Text-to-App

Jan 4, 2026

Looped and recursive LLMs, plus a memory IPO and a TypeScript Torch

🧩 The Gist

Two new arXiv papers push different paths to stronger reasoning and long‑context handling. One builds iterative reasoning into pretraining with looped latent computation, the other treats long inputs as an external environment and lets the model recurse over snippets. A small educational project recreates core ML components in TypeScript, signaling continued grassroots tooling. On the hardware side, a major Chinese DRAM maker is pursuing an IPO to fund capacity and next‑gen memory, underscoring how compute and memory supply sit behind AI advances.

🚀 Key Highlights

  • Ouro, a family of Looped Language Models, integrates reasoning during pretraining through iterative latent computation, an entropy‑regularized objective for learned depth, and scaling to 7.7T tokens. The 1.4B and 2.6B models match results reported for models up to 12B parameters across a wide range of benchmarks. The authors attribute gains to superior knowledge manipulation rather than capacity, and report reasoning traces that align more closely with final outputs than chain of thought.
  • Recursive Language Models propose an inference strategy that programmatically examines, decomposes, and recursively calls the model over snippets of long prompts. The approach handles inputs up to two orders of magnitude beyond context windows and outperforms base models and common long‑context scaffolds on four tasks, with comparable or lower cost per query.
  • Torch.ts reimplements core PyTorch‑style pieces in TypeScript as a learning project. It is currently a tensor manipulation library with an autograd engine planned, and documents hands‑on work with strides and manual matmul outside NumPy.
  • Chinese DRAM maker CXMT filed for a STAR Market IPO to upgrade manufacturing and advance next‑generation memory technologies.
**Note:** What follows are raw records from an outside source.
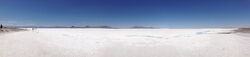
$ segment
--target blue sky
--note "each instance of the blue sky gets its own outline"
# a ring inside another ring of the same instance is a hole
[[[0,23],[116,27],[250,26],[250,0],[0,0]]]

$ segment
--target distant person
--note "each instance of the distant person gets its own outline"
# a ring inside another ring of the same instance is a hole
[[[0,31],[3,31],[2,29],[3,29],[3,25],[1,24],[1,25],[0,25]]]
[[[1,28],[1,29],[3,28],[3,25],[2,25],[2,24],[0,25],[0,28]]]

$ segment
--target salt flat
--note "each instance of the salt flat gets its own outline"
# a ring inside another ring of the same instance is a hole
[[[232,30],[43,28],[0,35],[0,57],[250,57]]]

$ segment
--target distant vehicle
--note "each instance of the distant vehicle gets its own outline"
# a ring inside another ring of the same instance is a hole
[[[36,28],[31,28],[31,30],[36,30]]]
The linked page presents inconsistent raise figures, the headline cites USD 4.2B while the page description cites CNY 295B, about USD 42.2B, both framed as funding to strengthen China’s memory supply chain.

🎯 Strategic Takeaways

  • Model design and scaling
    • Baking iterative reasoning into pretraining suggests an alternative to relying on explicit chain of thought, with smaller models matching larger baselines on reported benchmarks.
    • Emphasis on knowledge manipulation over raw capacity points to new levers for performance without proportional parameter growth.
  • Inference‑time orchestration
    • Treating long inputs as an environment and enabling recursive self‑calls can extend usable context far beyond native windows while keeping costs comparable, a practical path for long‑document and code tasks.
  • Infrastructure and supply chain
    • Planned DRAM investment highlights memory as a gating factor for AI workloads, and continued build‑out of next‑gen memory aims to support training and inference capacity.
  • Developer tooling and education
    • Lightweight reimplementations like Torch.ts help demystify tensors, strides, and autograd, and broaden ML experimentation in the TypeScript ecosystem.

🧠 Worth Reading

  • Scaling Latent Reasoning via Looped Language Models: Introduces LoopLM, which trains models to perform iterative computation in latent space with an entropy‑regularized objective and learned depth. Reported results show smaller models matching larger baselines across benchmarks and producing reasoning traces that better align with final answers, a practical signal that pretraining for reasoning can reduce reliance on verbose inference‑time scaffolds.